The Predator peered down on the terrorists planting the bomb. There were too many targets for one Hellfire missile, and it’s better to conserve the weapon when possible, since the Predator must fly far to reload.

A group of four Kiowa Warrior pilots were only a few minutes away from the enemy, but their helicopters were on the ground and the engines were cold, while the pilots were waiting in a building near the runway, playing Guitar Hero to pass the time.

A soldier interrupted the Guitar Hero session, telling the pilots to get in the air. Orders would come over the radio. The pilots abandoned Guitar Hero and raced out the door into the cold night to their OH-58D Kiowa Warriors, economy-sized helicopters that would make a Ford Pinto seem spacious. The pilots crammed two each into the two helicopters, strapping in, cranking engines, while radio chatter had already started. The pilots learned that the Predator had identified a target, which it would laser-designate for a Hellfire shot from a Kiowa.

Minutes after the first alert, rotors were chopping the cold air, the instrument readings looked good. The pilots changed the pitch of their rotors to bite the air and lifted slightly off the ground, backing out of their parking spaces like cars. After backing out, they stopped in a hover, and began to move forward, pulling away from the other helicopters. The Kiowa Warriors lifted into the sky over the runway, heading south, then east toward the lights of the city of Mosul only a minute away. They didn’t get far...

...Pilots are not supposed to fly under one hundred fifty feet but are often at more like twenty or thirty feet, though I have seen some fly much lower. In 2005, I photographed a Kiowa and could read the time on the pilot’s watch (without telephoto). I asked an infantry commander if he thought the pilot would get into trouble if that photo were published, and he suggested not to publish it, so I canned it. LTC Jamison leaves the altitude to the discretion of the pilot in charge, but generally they have to be either very high, or very low.
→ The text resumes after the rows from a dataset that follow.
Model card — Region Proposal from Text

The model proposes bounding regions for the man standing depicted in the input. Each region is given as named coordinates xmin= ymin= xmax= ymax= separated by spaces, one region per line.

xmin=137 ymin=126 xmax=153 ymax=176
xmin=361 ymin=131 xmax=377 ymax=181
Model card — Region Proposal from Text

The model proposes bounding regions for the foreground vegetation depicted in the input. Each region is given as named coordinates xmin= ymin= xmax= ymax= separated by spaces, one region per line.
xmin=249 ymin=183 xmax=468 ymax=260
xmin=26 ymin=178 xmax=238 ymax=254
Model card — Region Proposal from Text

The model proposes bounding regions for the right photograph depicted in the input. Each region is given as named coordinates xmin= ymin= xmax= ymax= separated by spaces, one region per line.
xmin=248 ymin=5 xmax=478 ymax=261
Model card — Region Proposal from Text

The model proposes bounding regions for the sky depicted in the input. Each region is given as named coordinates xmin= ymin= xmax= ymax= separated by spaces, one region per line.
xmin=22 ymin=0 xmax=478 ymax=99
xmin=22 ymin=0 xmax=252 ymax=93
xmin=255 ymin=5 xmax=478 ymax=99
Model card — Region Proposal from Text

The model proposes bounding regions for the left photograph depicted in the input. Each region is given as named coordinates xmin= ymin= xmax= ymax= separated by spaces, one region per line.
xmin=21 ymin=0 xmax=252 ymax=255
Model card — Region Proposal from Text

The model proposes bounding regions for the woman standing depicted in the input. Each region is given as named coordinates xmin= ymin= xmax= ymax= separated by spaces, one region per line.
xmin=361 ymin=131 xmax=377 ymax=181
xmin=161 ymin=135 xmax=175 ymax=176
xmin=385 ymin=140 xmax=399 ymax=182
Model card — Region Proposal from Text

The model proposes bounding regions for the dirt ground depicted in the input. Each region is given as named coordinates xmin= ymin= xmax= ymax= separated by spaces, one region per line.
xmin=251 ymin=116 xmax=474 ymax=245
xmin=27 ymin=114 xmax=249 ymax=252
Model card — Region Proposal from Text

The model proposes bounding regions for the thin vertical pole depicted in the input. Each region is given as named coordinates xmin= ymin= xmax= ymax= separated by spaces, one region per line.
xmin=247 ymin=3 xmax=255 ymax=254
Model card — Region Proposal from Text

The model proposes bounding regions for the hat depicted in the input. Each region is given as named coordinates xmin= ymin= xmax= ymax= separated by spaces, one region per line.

The quick and the dead: Truly

During the Jihad Shift, the pilots’ only real defense is to swoop low and fast, point their rockets or .50-caliber straight at the enemy and squeeze the trigger, while often the left-seater is leaning out the door shooting their M-4 rifle. This is “Red Baron” stuff. The machine gun and rockets are locked rigidly on Kiowas, unlike an Apache where the pilot can fly a safe distance and practically just look at a target and think bad thoughts and the target bursts into flames. For the Kiowas to draw blood during the Jihad Shift, they have to take the same chances that mosquitoes take when they land on the back of your neck. In fact, the codeword the insurgents use for Kiowas is “mosquitoes.”

The Jihad Shift often results in shootout where two people in a tiny helicopter fight an enemy who is often better armed and waiting in ambush. The enemy actively tries to draw the Kiowas into ground-based ambushes. At least sixteen Red Catcher helicopters have been hit by enemy fire in the first eight months, often causing severe damage. But for serious luck and fancy flying, it’s a wonder that Red Catchers haven’t been shot down all over Mosul...



For the rest of the story go HERE.

Just to set the record straight, Apache crews can't always sit back and kill the bad guys from a distance, I know it seems that way to those that only see it through the gun camera tapes. But I have lost friends and have seen too many aircraft come back shot up after missions...I know better.